Analyst: Appreciate your outlook comments, as always, Paal, but given this dramatic falloff in natural gas prices in the U.S. and subsequent concerns about E&P cash flows, if I could ask you to start in focusing on North American land. You’ve been clear about your strategy of reestablishing yourselves here and you’ve just given your outlook for a flat rig count, but does this very quickly deteriorating outlook for gas–is it influencing recent contracting behavior in U.S. land? And then I’ll just give you my follow-up now, which is that is it influencing your behavior, whether it’s from a contracting link standpoint or a CapEx [capital expenditure] standpoint? Are there any changes that you’re making now?

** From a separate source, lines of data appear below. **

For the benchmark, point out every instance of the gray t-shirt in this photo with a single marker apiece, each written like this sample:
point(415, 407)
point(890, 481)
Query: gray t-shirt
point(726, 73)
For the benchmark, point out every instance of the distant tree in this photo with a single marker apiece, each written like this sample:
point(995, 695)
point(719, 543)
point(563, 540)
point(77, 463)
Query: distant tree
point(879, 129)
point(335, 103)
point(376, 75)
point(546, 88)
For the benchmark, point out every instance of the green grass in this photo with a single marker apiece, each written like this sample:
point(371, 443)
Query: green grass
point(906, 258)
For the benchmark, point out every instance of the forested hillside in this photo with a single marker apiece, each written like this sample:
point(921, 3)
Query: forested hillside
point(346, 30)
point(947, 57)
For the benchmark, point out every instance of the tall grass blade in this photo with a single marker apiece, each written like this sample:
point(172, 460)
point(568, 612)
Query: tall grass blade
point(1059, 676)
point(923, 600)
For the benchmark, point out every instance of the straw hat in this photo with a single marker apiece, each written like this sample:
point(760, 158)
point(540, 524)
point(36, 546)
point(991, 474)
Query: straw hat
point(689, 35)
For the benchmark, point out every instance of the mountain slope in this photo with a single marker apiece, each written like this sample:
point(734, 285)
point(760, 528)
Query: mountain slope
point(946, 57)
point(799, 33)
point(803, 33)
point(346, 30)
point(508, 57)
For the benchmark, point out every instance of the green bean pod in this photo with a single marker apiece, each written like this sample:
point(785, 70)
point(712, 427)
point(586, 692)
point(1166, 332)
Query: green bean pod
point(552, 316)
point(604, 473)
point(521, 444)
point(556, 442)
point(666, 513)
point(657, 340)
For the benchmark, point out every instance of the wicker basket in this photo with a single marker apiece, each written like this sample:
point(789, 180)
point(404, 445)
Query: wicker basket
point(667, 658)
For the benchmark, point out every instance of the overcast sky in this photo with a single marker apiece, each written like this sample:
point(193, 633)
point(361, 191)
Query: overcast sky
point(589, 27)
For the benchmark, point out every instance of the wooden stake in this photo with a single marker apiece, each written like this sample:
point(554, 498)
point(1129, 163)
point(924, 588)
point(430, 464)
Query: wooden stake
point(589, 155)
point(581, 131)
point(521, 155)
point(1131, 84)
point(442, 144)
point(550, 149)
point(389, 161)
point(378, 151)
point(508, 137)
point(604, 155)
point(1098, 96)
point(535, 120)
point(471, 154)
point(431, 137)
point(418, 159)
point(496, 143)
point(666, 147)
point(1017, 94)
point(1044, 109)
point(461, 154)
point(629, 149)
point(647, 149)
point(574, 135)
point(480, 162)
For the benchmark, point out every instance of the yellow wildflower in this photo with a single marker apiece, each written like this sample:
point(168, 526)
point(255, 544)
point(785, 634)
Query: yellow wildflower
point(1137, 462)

Paal Kibsgaard: Well, if you look at pressure pumping pricing levels, as I said, we continue to see downward pressure on pricing in gas in Q4. The liquid basins, we saw pricing basically being flat, some contracts being up and some contracts being down. Now, how this is going to go to hold, I think, is still uncertain at this stage, right? There is obviously a chance that the continued flux of capacity from the gas basins into the liquid basins is going to have an impact on liquids pricing as well. We haven’t really seen any downwards trend yet, but clearly, over the past quarter, the pricing has been flat. So that’s basically where we stand on that.

In this excerpt, Kibsgaard notes that prices for pressure pumping services remained flat in liquids-rich plays and acknowledges that the influx of capacity will have an impact on future prices.

My outlook for the North American market: Activity and margins won’t collapse, but investors shouldn’t expect the region to drive earnings growth in coming quarters.